Son zamanlarda kitlesel turizmin kısıtlanması gündemde. Dünya çapındaki şehirler, kalabalıkları uzaklaştırmak ve yerel halkın yaşam kalitesini korumak için yollar arıyor. Ancak çoğu insanın muhtemelen daha önce duymadığı, gözlerden uzak kalmayı planlayan muhteşem bir lokasyon var. 40 yıldır adaya gelen ziyaretçilerin sayısını 400'le kısıtlayan ada halkı, bakın bu kuralın nedenini nasıl açıklıyor...

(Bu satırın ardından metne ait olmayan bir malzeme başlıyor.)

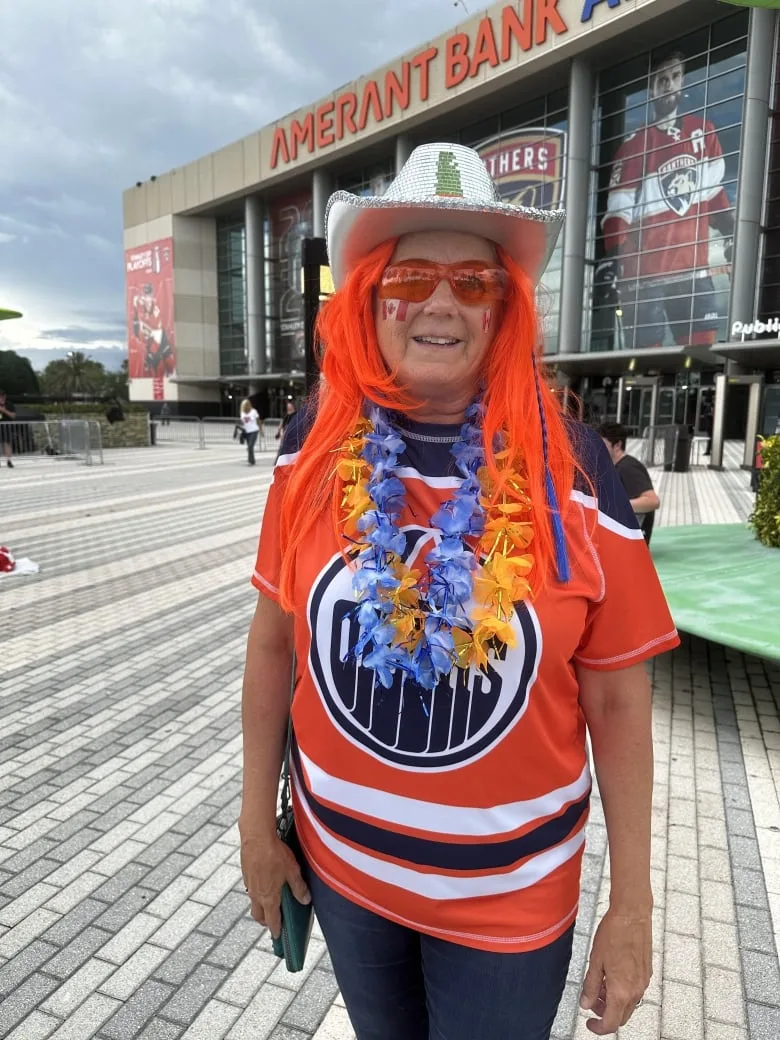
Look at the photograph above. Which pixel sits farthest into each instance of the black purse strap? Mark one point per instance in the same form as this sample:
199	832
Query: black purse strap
288	747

Altıncı nesil adalı Anthony Riddle, yaptığı açıklamada, "Bunu daha eşsiz bir şekilde ne kadar uzun süre koruyabilirsek, dünyada o kadar eşsiz oluruz." dedi.
Avustralya anakarasının doğu kıyılarından yaklaşık 600 km uzaklıkta bulunan bu destinasyonunda, atalarının nesillerdir yaptığı gibi evlerine saygı duyan ve evlerini koruyan yaklaşık 380 kişilik bir nüfus yaşıyor.
Adaya turizm ilk olarak 1947'de başladı, ancak 1970'lerin sonlarına doğru yerel halk, adanın eşsiz ekosistemini koruma ihtiyacının farkına vardı. Bu çaba, Lord Howe'un 1982'de UNESCO Dünya Mirası alanı olarak tanınmasını sağladı. İşte o zaman yerel liderler turizmi kısıtlamaya karar verdiler ve o zamandan beri bu kararlarından vazgeçmediler.
Adanın %85'inden fazlası doğal ormanlarla kaplı ve yaklaşık %70'i herhangi bir gelişmeye izin vermeyen Kalıcı Park Koruma Alanı'nda yer alıyor.
Ancak yerel halkın ve bilinçli turistlerin yoğun çabaları sayesinde Lord Howe'un doğal güzellikleri ve harikalarının günleri sayılı olabilir; iklim değiştikçe mercan beyazlaması resifleri öldürüyor ve yağmur ormanları ölüyor.
Ancak bu, adalıların çevre dostu yaşam tarzlarını sürdürmelerini engellemedi veya turistleri caydırmadı; destinasyona gidişler 2026 yılına kadar dolu.